Climate change in your garden and an easy care native perennial to try
Every growing season has its own special challenges: Sometimes it’s hot and dry conditions; sometimes it’s a new plant disease or pest threat; sometimes it’s unseasonable cold and severe storms. Gardeners who want to be successful need to know how to adapt and prepare for whatever conditions Mother Nature may toss their way.
The Cornell Institute for Climate Smart Solutions has developed an online tool to help farmers, gardeners, educators and anyone with a backyard understand climate trends and prepare for what the future may hold.
The tool is called Climate Change in Your County and Art DeGaetano, professor of climatology in Cornell’s Department of Earth and Atmospheric Sciences, says you can use the tool to, “zoom in on your particular county in the Northeast to see how global climate change is really happening in your own backyard.”
DeGaetano also serves as director of the Northeast Regional Climate Center at Cornell. He developed the tool along with a team of scientists at the Cornell Institute for Climate Smart Solutions.
The team says farmers are asking for information on how the climate has changed in their specific location. “We developed the tool to show how the climate is changing, not just for this week or this month, but how things like growing degree days and average annual temperature are changing through time,” DeGaetano says.
By going to Cornell’s Climate Smart Farming program website, anyone can utilize the application’s map of Northeast counties to uncover information about average annual temperatures, high and low temperature trends, growing season length, precipitation trends and climate projections. You simply click on your county and data from 1950-2013 is displayed along with climate models showing future trends.
Monroe County, for example had an increasing average temperature trend of .5 degrees F per decade and a growing season length increase trend of 4.1 days per decade from 1980 through 2013. It is interesting to compare data from local neighboring counties and study projections.

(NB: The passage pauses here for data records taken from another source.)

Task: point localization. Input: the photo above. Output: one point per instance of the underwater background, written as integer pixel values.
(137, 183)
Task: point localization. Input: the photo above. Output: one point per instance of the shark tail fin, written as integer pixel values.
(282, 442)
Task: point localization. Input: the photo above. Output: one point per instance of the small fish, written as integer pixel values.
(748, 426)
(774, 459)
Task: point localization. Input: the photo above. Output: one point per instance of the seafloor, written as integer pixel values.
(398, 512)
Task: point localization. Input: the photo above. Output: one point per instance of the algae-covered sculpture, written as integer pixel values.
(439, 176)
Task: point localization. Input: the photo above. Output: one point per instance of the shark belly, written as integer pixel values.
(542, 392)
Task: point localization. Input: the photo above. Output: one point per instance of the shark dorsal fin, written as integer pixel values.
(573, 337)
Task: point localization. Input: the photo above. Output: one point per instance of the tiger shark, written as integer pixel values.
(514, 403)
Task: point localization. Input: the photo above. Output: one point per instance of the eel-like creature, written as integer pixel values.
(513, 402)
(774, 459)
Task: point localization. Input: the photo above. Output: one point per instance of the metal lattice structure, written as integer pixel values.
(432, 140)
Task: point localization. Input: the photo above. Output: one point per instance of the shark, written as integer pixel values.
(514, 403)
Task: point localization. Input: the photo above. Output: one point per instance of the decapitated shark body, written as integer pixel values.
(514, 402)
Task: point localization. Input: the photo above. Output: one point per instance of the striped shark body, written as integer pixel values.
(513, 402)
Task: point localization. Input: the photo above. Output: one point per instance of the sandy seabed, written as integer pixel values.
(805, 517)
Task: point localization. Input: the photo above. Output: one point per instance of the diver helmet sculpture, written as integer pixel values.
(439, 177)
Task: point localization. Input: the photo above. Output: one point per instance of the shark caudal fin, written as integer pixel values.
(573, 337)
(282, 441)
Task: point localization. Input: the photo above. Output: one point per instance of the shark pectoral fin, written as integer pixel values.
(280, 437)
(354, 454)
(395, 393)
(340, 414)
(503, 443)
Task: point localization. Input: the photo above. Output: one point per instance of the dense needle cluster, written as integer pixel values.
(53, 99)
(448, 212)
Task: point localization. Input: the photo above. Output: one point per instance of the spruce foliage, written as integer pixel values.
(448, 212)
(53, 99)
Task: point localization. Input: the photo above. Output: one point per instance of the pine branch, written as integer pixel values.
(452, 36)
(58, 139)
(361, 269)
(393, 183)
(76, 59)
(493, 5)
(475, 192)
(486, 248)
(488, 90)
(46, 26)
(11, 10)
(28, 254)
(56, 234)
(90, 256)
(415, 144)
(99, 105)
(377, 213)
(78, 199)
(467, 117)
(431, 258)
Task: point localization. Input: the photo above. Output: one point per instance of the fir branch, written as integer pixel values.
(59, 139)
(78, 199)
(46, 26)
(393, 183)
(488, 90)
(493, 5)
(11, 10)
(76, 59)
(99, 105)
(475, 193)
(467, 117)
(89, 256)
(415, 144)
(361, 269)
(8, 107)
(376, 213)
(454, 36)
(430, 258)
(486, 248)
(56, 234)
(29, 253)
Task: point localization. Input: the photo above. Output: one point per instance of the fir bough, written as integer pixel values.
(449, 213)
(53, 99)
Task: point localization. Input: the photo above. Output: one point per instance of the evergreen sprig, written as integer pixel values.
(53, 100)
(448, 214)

Most counties in the Northeast are expected to see annual temperatures continue to rise, according to Cornell, however, there are exceptions. Some counties in West Virginia, for example, are seeing a cooling trend in their average annual temperatures.
A native perennial to try
Gardening with native plants is one way to help our local ecosystems thrive. Last year, I purchased Penstemon digitalis “Husker Red,” also known as beard tongue. It sat in its nursery pot all season. I finally got a chance to plant it in November and currently, it is in full bloom and performing beautifully.
The plant features gorgeous burgundy/deep green foliage and burgundy flower stems topped by tall spikes of pure white tubular flowers. “Husker Red” was the 1996 Perennial Plant Association’s Plant of the Year and it is easy to see why. It has no serious disease or insect issues and is easy to care for. The plant reaches 2-3 feet tall and blooms in the late spring and early summer. It enjoys morning sun and afternoon shade and is drought resistant/drought tolerant. Lastly, it also attracts native pollinators and hummingbirds – a great way to keep celebrating Pollinator Week during the entire month of June.